Effrain is working with an organisation, Pasos, that’s trying to help the villagers. Some have been given a potato variety that reaches maturity in just 3 months rather than 6, and the NGO is also building a large storage tank to supply water for the animals during the year. It cost more than $3000, and a lot of labour to build. But the villagers want more help.
In a meeting to elect new village representatives, they tell me that most NGOs from Europe or the US – of which there are many in Bolivia – send money that they never see. “Nothing changes. The NGOs are not helping. Nobody helps,” one woman says.
The water tanker is very welcome, however, although the villagers complain that they would like to irrigate their crops, rather. But it’s certainly better than nothing, which is what they had before.
Meanwhile, they discuss their planned migration. Many years ago, the ancestors of these people used agricultural methods that much better conserved water and their shared environment. They planted by digging small narrow holes for each seed, rather than tilling the land with donkeys, for example, and they used mud embankments to protect the moisture around each seedling.

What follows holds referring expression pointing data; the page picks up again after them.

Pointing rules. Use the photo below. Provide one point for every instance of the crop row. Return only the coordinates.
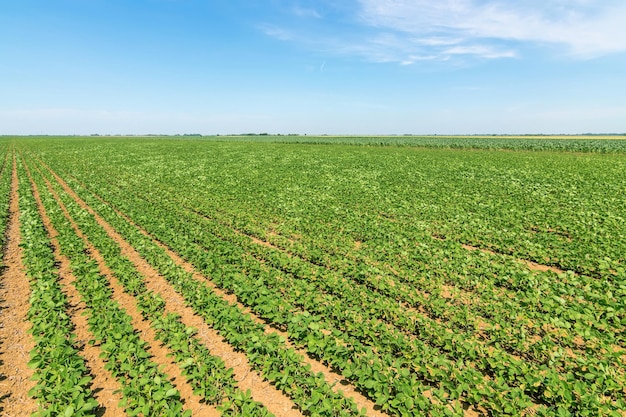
(207, 374)
(146, 389)
(62, 377)
(267, 353)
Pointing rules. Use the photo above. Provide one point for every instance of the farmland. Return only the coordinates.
(313, 276)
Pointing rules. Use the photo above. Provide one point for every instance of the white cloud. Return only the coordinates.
(409, 31)
(306, 12)
(584, 28)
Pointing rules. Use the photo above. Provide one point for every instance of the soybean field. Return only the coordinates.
(291, 276)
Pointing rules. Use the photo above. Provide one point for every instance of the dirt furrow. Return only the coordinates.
(341, 384)
(15, 341)
(158, 352)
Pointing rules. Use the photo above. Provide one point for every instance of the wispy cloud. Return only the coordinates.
(306, 12)
(582, 28)
(409, 31)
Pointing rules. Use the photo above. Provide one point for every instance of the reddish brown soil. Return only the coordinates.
(15, 341)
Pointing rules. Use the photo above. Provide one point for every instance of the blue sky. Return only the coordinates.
(314, 67)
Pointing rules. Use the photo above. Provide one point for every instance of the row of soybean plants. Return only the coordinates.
(5, 192)
(62, 378)
(543, 383)
(267, 353)
(559, 379)
(207, 374)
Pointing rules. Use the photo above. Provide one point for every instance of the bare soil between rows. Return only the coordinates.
(15, 341)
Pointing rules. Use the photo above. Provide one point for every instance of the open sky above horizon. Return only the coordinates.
(312, 66)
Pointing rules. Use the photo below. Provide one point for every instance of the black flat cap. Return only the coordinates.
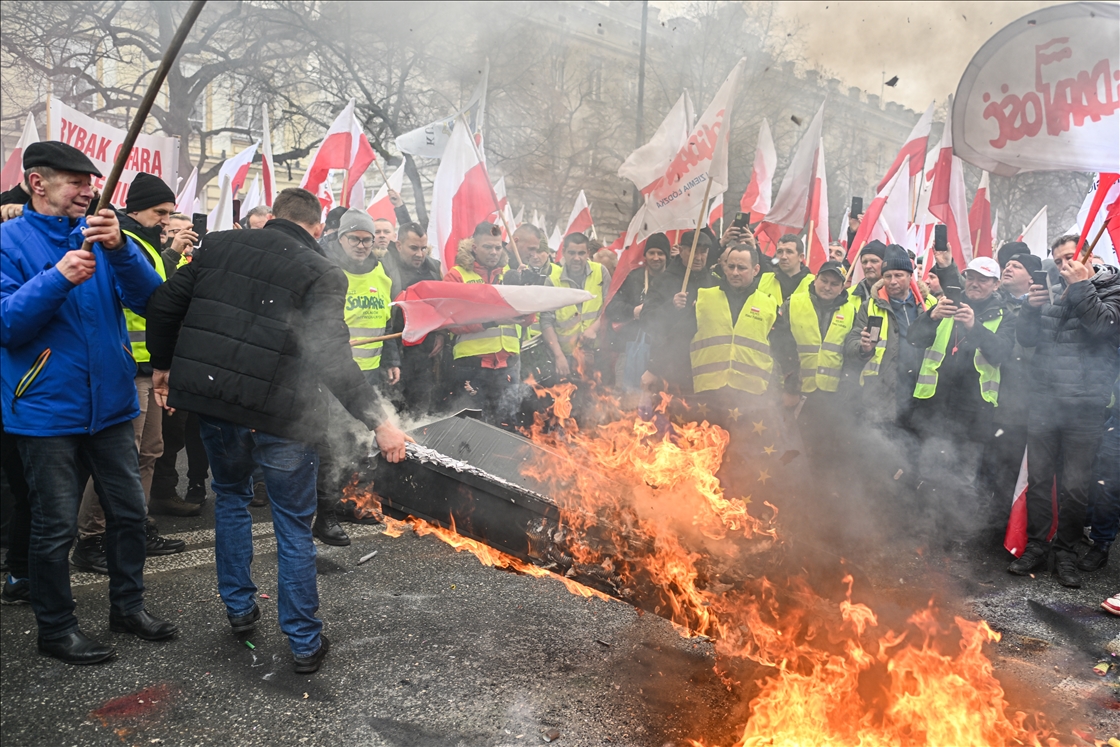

Over the past 15 years, people here have all but denuded the mountain slopes, chopping trees for firewood and their cooking pots, for construction or for animal fodder. The soil is poor now and erodes quickly with each rain, or blows away in the dry winter.
Much can be blamed on the villagers’ poor environmental guardianship. But climate change has casued the rains to become irregular so that the farmers do not know from the first downpour whether to plant – whether the rains will last for the growing season. At the moment, they can be fairly certain the rains won’t last. And these Bolivian subsistence farmers, living in their mud houses have done nothing to contribute to climate change. They don’t even get to use the gas in the pipe that runs past their emptying village.
Of the 9 remaining families in this village, a member of every one told me they were thinking about migration. From producing their own food, to probable begging.